Despindo a Árvore
Muita gente deixa para desfazer a árvore de
Natal no Dia de Reis, 6 de janeiro. Eu não tenho um dia específico para fazer
isso. Gosto de guardar tudo assim que o Ano Novo começa, exercitando minha
necessidade, quase compulsiva, de arrumar, organizar, começar de novo.
Pela primeira vez, depois de ter perdido pai e
mãe, resolvi chamar para o meu lado a responsabilidade de fazer o Natal
acontecer em minha família. Comprei árvore grande, bolinhas de diversos
tamanhos e modelos, luzes e outros enfeites. Decidi que assumiria com esforço o
papel de meus pais, fazendo do Natal um momento especial para ficarmos juntos,
celebrarmos o nascimento de Jesus, trocarmos presentes e deixar a emoção
chegar, olhando as luzes piscando na árvore toda enfeitada.
Meu pai era o guardião da árvore de Natal em
nossa casa. Ele montava tudo pacientemente. Na véspera de Natal, todos nós
deixávamos nossos sapatos ao pé da árvore. Pela manhã, minha mãe se levantava
silenciosamente e ia ao quarto onde ficava o piano. Ela então tocava um hino de
Natal: Povos, cantai! Jesus nasceu! À
Terra, a luz desceu!... Nós deixávamos a cama depressa e íamos correndo ver
os presentes colocados debaixo do nosso sapato. Isso aconteceu regularmente,
enquanto meus pais moraram na mesma casa, por mais de 50 anos.
Não conseguiria descrever a emoção que sempre
senti, mesmo depois de adulta, ouvindo o piano que me acordava na manhã do
Natal.

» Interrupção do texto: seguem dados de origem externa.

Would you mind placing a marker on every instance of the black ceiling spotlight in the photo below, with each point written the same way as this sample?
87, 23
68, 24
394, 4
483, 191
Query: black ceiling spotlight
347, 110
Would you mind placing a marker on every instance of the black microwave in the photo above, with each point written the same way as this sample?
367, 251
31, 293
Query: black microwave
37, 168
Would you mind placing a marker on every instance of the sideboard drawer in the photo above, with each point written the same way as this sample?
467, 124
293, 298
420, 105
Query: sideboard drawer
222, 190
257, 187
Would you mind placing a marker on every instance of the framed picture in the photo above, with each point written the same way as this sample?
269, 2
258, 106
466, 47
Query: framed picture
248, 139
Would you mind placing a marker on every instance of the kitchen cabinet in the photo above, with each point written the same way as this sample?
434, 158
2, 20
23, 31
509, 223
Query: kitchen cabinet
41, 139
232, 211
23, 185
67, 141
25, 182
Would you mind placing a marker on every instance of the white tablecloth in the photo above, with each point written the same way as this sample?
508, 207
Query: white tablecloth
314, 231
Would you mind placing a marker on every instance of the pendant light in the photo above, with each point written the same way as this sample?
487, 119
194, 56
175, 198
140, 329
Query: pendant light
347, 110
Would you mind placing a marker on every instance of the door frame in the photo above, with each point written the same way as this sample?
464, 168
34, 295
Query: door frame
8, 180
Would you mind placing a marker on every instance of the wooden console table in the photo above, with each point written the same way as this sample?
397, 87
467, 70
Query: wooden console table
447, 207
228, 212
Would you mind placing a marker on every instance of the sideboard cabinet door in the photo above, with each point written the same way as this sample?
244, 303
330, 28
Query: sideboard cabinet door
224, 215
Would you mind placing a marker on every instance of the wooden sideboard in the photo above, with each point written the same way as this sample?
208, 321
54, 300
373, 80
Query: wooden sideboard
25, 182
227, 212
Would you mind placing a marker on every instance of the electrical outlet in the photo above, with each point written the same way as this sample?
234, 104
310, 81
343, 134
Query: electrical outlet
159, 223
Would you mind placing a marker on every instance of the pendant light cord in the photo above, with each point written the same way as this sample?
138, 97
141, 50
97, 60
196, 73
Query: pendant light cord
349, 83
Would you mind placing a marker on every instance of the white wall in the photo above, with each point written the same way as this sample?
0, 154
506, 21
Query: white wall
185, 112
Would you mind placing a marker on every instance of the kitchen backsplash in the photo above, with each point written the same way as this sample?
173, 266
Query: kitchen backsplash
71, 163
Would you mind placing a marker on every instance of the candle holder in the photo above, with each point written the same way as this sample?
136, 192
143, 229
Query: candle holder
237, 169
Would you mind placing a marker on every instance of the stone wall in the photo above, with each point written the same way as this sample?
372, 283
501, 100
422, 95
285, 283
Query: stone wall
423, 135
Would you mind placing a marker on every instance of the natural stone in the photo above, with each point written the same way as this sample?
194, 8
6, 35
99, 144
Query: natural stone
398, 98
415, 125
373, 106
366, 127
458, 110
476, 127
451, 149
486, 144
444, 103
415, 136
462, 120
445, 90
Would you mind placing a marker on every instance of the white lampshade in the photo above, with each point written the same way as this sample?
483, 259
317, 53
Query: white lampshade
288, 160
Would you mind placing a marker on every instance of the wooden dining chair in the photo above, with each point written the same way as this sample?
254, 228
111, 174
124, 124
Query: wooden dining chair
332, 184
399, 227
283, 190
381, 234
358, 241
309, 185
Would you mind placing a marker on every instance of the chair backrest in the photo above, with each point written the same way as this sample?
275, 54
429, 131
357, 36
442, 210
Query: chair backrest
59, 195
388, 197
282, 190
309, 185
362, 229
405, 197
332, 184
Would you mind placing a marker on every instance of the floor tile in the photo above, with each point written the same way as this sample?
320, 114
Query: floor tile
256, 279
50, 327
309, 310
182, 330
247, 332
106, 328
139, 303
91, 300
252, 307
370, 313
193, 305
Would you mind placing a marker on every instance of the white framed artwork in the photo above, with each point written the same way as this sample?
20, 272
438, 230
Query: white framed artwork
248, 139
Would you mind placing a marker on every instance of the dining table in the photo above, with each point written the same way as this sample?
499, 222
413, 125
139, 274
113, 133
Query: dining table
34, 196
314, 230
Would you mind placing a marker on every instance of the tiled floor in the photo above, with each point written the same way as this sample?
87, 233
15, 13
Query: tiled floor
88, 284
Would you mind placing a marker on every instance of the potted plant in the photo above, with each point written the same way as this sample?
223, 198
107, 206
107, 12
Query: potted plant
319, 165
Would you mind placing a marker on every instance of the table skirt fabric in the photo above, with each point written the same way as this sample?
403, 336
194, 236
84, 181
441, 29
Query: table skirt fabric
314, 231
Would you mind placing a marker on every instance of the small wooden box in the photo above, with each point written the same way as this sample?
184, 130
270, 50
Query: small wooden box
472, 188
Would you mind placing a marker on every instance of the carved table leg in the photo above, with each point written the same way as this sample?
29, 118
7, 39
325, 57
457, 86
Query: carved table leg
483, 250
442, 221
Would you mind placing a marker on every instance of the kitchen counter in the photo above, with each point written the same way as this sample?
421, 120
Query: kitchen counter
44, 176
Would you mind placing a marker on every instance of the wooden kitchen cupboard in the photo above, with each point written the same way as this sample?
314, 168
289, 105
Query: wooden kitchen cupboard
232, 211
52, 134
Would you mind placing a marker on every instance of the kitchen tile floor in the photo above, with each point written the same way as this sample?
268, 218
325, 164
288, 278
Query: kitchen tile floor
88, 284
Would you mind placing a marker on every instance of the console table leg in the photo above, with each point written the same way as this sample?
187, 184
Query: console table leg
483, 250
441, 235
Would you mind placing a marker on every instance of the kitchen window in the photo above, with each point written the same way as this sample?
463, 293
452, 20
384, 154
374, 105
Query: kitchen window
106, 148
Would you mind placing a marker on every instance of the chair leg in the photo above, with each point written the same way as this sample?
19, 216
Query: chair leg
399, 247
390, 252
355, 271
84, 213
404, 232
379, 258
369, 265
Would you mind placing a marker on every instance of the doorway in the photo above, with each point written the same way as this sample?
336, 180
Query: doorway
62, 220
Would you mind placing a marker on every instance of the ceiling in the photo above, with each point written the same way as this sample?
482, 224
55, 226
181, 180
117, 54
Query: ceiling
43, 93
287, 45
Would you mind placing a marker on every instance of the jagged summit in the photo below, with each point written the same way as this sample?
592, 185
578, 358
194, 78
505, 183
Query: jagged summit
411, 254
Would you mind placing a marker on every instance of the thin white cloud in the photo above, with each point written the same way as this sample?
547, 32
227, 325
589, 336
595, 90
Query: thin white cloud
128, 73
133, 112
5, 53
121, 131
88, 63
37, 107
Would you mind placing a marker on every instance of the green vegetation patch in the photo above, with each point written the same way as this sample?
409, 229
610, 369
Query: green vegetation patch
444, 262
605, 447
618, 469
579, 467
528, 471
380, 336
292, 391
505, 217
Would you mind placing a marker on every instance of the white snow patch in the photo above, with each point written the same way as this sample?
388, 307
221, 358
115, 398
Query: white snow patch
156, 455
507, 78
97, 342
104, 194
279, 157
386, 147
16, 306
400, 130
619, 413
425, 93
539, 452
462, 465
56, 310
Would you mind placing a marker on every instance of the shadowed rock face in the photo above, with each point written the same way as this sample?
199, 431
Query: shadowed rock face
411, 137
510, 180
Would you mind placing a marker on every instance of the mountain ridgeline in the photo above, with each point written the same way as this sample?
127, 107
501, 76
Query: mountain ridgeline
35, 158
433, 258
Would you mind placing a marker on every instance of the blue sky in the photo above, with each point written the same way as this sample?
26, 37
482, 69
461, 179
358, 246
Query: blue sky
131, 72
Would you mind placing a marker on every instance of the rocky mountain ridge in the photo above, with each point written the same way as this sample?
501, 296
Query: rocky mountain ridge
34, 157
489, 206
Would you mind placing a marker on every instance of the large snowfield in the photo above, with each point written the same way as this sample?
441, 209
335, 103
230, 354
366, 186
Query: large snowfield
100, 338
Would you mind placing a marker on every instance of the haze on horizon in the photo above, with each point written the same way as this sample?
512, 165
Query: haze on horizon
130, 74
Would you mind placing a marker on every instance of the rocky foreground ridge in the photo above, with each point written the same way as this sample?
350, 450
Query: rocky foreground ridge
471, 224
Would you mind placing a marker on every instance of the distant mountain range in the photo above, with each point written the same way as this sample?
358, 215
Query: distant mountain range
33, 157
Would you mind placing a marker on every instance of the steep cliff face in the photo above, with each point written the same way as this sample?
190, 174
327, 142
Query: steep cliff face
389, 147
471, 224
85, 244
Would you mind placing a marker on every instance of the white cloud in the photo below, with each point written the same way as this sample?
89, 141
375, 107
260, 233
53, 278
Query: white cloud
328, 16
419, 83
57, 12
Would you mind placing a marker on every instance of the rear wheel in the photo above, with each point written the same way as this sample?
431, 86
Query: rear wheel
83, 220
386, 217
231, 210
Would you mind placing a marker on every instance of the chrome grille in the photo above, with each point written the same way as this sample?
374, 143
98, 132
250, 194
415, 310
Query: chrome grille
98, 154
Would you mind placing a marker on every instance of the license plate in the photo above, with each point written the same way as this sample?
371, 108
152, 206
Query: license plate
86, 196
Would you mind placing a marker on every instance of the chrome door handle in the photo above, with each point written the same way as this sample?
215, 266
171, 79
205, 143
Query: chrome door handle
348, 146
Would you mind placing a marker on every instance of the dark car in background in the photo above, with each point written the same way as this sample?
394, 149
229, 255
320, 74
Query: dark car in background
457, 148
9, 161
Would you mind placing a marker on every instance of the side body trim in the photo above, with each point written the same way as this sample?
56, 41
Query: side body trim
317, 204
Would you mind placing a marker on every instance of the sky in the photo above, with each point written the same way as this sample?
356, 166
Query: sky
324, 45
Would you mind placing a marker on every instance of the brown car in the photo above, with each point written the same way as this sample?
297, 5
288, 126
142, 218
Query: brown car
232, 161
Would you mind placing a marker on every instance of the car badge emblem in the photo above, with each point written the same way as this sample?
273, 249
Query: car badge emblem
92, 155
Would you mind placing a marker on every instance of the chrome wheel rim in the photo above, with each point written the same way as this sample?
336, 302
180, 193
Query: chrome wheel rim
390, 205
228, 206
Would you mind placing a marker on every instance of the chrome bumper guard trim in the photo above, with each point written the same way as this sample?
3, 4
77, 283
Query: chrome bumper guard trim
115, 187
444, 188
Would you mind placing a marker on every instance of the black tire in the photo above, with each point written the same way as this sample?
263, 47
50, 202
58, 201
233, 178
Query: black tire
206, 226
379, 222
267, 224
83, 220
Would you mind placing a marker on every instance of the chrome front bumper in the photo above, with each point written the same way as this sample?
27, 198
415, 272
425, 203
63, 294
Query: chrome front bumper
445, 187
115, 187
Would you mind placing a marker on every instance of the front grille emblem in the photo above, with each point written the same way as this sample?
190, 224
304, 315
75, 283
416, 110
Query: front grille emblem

Minha mãe já estava idosa, enxergava mal, mas tocava o hino mesmo assim,
por insistência minha.
O tempo passou, meus pais se foram, aquela casa
não é mais o nosso lar. Por isso, tomei as rédeas da situação e transferi o
Natal oficialmente para minha casa. Quando fui montar a árvore, meu marido me
disse que havia uma caixa de papelão guardada no seu quarto de ferramentas e
que ele achava que dentro dela estavam os enfeites de Natal da árvore do meu
pai. Fiquei sem fôlego com a notícia.
Para minha grata surpresa, estava tudo lá.
Bolinhas de Natal que eu reconhecia dentro das memórias da minha infância. Os
enfeites que meus pais compraram quando viajaram para os Estados Unidos, em 1981.
Sininhos que eu tinha comprado quando ainda era solteira e morava com meus
pais. Tudo em perfeito estado, aguardando dentro da caixa para fazer parte de
um Natal feliz outra vez.
Coloquei todos os enfeites, novos e antigos, na
árvore de Natal. Pedi ao meu marido que fizesse as honras, colocando a estrela
no topo da árvore. Olhei de longe, olhei de perto, deixei as lágrimas rolarem
de emoção quando as luzes foram acesas.
Fiquei horas na cozinha, fiz muita comida, arrumei
tudo, recebi a família e tive o Natal que esperava. Cantei, chorei e,
principalmente, sorri muito. Foi um Natal como eu queria fazer acontecer.
Hoje, depois da celebração do Ano Novo, chegou
o dia de despir a árvore. Fui tirando enfeite por enfeite e, de repente, me
senti como quem colhe frutos. Perguntei pra mim mesma: que frutos são estes? O
que estou colhendo aqui?
Eu colho da árvore os frutos de um passado
feliz. Eu ponho nas mãos os enfeites que estão imantados de afeto e boas
lembranças. Eu retiro cada um com cuidado enquanto tenho uma deliciosa sensação
de que me reconheço neles, de que sei quando começaram a fazer parte dos meus
natais e de tudo que já vivi. Eu seguro delicadamente os enfeites antigos e
sinto o calor das mãos do meu pai, enquanto meus ouvidos insistem em me fazer
lembrar do som do piano me dizendo: A
Graça infinda ao mundo vem, na Gruta de Belém, na Gruta de Belém!